We have done like 60 shows this year so we do have a few dates booked for 2014. We also have some business to take care of in January 2014 with regards to the naming rights of the band so we want to get through that before we move on.
Next year will be the thirty year anniversary of The Warning. Do you think you would ever consider a performance playing that entire record?
It’s a viable concept because we are playing a lot of songs from it already. We only need to rehearse a few more and we could do that. It’s a good idea!
Hypothetical question. Fast Forward to a festival date in Europe next year or the year after or the year after that. You’re booked to perform with several other acts and one of them is Geoff Tate whether it be solo or with his version of Queensryche or whatever the band is called by that point. Do you play the gig or are you too uncomfortable with the concept of playing the same venue?
Logistically I don’t think it would ever happen. If we were headlining than we would headline the gig. Our motto right now is that we are so focused on what we are doing and we are so busy with what Queensryche is moving forward that we don’t have time to look back. Wish him the best of luck as a musician ad move on.
I’m a huge proponent of obtaining the CD or vinyl when possible of any music in my collection. I feel with a download you lose something by not having the physical product, the cover, the booklet, the liner notes, etc. Do you think with iTunes aspects of the creative process get lost in translation by not having the physical product?

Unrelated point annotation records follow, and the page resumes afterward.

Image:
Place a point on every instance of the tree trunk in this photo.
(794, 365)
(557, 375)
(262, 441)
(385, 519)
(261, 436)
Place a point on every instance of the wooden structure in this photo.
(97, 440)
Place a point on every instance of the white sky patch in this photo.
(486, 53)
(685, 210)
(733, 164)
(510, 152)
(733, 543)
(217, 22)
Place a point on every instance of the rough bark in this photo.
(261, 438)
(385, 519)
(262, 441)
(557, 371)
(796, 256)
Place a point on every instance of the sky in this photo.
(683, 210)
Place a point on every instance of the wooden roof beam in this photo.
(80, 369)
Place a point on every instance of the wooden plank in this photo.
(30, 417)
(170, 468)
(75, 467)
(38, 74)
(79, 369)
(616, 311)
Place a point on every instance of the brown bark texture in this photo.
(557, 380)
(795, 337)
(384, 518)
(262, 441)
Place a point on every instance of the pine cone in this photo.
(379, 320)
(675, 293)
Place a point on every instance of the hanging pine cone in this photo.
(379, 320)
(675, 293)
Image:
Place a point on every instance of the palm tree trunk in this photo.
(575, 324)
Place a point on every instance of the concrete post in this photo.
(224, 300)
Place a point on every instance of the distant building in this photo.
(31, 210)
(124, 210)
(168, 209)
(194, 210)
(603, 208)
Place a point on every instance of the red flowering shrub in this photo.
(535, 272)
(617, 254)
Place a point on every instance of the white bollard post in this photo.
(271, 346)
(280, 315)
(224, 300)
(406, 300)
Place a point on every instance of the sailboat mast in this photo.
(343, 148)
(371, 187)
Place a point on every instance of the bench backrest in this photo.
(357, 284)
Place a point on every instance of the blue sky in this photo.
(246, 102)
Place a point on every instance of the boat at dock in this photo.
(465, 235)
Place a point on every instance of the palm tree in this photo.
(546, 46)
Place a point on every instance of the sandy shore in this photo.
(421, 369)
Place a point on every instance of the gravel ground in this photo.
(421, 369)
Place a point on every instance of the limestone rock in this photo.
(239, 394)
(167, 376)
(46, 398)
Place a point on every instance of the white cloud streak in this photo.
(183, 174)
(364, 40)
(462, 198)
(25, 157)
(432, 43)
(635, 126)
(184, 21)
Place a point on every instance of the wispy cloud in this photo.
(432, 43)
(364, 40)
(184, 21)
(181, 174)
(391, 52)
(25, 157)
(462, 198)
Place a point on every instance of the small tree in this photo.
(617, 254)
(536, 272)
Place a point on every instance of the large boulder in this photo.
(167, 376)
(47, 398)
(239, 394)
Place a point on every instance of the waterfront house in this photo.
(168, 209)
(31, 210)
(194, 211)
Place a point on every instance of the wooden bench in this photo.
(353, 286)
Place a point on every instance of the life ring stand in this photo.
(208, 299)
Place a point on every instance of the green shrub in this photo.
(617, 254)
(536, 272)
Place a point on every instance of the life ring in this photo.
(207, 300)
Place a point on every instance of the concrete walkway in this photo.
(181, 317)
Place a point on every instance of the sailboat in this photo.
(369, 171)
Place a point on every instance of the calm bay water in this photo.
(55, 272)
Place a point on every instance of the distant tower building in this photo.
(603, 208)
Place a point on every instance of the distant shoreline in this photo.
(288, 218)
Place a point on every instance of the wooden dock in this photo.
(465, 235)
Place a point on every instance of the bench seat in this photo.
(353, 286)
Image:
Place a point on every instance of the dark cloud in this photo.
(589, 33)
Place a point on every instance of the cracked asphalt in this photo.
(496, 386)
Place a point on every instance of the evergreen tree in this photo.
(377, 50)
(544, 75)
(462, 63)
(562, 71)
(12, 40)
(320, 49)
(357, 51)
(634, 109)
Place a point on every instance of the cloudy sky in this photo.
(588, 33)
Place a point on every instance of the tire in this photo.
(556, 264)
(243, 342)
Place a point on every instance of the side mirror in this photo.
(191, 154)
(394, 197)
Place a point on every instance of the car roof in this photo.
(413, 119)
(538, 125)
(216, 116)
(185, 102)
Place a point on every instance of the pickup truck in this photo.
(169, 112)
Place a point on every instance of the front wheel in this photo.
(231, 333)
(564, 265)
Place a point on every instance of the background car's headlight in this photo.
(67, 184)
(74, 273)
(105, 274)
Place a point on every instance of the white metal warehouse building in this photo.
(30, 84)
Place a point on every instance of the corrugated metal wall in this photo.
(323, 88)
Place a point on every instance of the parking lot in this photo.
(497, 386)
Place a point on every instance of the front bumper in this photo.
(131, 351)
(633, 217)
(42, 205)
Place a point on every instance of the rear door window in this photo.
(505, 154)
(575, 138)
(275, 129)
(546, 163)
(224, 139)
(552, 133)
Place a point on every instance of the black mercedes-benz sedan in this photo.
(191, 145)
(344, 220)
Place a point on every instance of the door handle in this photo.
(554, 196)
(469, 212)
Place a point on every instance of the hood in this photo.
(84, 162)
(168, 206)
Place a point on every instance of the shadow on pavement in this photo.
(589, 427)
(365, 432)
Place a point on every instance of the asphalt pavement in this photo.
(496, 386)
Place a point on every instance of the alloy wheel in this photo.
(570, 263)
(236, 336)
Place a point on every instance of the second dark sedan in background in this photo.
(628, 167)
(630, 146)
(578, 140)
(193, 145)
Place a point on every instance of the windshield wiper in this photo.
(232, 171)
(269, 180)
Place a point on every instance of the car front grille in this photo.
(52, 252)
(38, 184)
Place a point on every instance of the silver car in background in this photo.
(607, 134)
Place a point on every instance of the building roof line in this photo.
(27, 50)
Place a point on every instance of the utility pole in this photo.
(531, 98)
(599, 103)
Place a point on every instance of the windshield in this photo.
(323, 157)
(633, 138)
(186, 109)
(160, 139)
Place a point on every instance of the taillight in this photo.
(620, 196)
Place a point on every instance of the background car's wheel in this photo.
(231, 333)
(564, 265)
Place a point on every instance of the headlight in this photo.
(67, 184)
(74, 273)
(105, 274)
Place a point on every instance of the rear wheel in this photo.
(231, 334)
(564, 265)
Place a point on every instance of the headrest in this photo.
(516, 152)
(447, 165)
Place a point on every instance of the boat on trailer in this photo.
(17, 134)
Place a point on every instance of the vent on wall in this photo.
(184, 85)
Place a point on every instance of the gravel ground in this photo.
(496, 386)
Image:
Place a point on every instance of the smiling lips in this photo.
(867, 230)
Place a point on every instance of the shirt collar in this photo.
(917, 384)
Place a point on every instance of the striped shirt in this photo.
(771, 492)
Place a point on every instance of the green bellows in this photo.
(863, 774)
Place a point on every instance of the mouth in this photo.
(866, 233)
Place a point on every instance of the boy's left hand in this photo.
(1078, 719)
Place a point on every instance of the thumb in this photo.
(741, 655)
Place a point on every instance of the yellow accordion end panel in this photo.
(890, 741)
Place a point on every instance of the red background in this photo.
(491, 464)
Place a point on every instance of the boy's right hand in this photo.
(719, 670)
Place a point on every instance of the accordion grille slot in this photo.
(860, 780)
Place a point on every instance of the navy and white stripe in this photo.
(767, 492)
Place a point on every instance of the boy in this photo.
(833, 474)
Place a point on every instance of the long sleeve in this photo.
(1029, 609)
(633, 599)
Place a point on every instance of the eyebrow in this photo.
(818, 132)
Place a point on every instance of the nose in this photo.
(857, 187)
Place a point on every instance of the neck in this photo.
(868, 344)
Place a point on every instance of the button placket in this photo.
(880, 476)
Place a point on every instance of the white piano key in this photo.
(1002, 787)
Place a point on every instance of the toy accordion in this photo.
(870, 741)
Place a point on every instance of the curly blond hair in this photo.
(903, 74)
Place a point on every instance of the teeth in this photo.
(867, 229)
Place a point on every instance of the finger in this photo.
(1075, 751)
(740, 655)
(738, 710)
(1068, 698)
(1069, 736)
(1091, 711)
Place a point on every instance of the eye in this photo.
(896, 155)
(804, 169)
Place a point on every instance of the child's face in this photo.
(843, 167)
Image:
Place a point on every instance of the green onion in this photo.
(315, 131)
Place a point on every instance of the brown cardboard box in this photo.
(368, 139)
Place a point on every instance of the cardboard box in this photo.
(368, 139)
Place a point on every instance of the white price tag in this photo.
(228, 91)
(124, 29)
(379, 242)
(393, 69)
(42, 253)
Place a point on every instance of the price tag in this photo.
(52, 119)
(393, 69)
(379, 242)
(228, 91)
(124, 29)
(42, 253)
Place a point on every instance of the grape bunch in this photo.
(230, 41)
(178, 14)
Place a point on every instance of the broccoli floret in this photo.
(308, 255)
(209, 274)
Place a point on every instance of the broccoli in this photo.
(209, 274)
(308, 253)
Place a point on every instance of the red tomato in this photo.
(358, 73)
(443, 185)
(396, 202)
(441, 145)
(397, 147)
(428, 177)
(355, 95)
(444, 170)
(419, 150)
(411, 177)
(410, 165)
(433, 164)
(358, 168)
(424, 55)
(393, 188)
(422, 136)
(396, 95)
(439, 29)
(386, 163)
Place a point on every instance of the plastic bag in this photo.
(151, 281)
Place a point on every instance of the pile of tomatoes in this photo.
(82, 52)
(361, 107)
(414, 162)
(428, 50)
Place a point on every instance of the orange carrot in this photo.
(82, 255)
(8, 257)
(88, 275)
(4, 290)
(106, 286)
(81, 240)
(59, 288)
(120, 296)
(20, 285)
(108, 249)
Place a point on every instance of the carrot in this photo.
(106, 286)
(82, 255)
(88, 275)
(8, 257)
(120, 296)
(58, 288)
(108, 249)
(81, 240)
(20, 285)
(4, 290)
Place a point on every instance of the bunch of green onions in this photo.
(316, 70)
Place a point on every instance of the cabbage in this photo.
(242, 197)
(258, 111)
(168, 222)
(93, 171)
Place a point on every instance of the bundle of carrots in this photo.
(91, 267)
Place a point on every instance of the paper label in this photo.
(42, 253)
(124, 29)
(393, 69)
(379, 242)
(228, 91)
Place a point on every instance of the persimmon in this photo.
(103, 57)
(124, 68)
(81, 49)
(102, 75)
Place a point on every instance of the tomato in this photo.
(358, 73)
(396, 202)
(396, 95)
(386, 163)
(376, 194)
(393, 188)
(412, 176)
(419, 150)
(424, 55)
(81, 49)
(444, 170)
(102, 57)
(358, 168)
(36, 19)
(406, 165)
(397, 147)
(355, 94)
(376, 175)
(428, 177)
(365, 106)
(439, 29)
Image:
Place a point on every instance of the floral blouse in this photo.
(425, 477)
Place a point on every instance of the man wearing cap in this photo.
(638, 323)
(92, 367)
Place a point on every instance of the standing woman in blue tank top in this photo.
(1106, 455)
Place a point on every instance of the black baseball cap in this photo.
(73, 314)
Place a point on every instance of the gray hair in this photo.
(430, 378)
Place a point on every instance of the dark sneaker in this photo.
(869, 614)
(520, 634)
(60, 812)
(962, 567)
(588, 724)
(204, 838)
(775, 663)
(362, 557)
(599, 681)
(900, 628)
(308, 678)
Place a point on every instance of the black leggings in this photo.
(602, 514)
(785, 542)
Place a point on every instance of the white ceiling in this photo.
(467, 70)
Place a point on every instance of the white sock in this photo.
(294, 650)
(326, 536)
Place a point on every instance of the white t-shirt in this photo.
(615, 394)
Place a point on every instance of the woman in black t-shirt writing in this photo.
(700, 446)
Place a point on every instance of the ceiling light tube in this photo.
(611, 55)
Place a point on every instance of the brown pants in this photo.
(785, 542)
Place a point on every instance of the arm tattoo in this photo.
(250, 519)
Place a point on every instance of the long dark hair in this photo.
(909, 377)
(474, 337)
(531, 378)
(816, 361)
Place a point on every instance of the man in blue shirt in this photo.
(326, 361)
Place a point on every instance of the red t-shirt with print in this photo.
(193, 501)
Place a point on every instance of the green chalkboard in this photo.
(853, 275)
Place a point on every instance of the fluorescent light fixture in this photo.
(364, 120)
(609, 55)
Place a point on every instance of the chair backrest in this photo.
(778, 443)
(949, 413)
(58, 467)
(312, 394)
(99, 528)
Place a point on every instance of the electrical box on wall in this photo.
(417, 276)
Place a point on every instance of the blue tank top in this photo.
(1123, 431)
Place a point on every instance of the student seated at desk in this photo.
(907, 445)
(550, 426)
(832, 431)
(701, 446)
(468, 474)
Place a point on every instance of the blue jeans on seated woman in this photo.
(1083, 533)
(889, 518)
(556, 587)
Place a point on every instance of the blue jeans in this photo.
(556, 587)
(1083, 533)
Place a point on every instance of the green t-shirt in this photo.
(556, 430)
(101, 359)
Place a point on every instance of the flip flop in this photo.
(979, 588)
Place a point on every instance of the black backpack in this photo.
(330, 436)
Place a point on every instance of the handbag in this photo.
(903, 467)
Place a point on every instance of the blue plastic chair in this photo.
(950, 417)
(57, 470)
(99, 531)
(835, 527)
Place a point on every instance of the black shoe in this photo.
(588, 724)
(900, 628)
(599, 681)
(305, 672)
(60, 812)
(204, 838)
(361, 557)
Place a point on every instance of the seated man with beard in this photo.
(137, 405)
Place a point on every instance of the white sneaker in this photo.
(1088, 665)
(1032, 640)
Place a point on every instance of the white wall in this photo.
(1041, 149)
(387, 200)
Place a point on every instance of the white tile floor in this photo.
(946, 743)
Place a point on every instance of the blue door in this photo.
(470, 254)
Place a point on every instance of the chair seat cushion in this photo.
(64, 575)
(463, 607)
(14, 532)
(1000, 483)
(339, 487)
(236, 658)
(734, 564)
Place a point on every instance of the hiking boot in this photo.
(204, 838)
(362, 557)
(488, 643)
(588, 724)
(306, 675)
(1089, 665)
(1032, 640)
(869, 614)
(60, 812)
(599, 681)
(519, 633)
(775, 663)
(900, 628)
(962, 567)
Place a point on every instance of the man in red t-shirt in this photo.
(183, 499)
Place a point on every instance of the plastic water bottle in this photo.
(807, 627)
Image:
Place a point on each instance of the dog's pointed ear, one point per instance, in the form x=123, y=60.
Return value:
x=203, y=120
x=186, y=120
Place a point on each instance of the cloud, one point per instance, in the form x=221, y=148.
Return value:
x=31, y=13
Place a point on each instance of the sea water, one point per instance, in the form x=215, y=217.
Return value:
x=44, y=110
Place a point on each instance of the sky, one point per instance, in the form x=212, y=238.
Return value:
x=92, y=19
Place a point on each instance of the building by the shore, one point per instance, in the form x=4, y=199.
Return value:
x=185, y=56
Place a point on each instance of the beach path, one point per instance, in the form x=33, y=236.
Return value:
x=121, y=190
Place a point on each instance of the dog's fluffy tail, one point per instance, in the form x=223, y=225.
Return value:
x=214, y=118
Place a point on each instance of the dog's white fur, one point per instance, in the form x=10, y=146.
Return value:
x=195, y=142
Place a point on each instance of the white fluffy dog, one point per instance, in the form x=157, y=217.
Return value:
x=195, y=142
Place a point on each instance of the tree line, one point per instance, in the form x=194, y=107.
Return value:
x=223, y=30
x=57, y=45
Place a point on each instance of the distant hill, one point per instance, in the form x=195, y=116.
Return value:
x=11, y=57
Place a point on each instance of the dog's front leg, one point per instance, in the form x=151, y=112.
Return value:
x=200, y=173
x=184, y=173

I do. I have a fairly nice hi fi system and it was great to listen tour album on vinyl. There is just a different aura that happens out of the speakers listening to the record. Hearing a lot of the highs and lows that sometimes get chopped off in the digital translation. I’m old school. I like the idea in a proper environment. Just out of necessity I have an IPOD and listen to tunes on there. When I’m at home I try to treat the music with respect and listen to it in the environment where I can enjoy it the most. In this age it’s adapt or die. Whether you like it or not the digital age is here. I just read in Rolling Stone magazine the new Amazon Kindle was offering songs for 69 cents. Albums for $5.00. Music shouldn’t be used to help sell more Kindles.
Any last words to the fans coming to see you on the road and into 2014?
I speak for the whole band. We all appreciate the support we have received basically cheering us on through all of this. We give back even more what the fans give us. We are very thankful and keep checking the news for updates Queensrycheofficial.com. Keep supporting the real Queensryche and we will continue to not disappoint.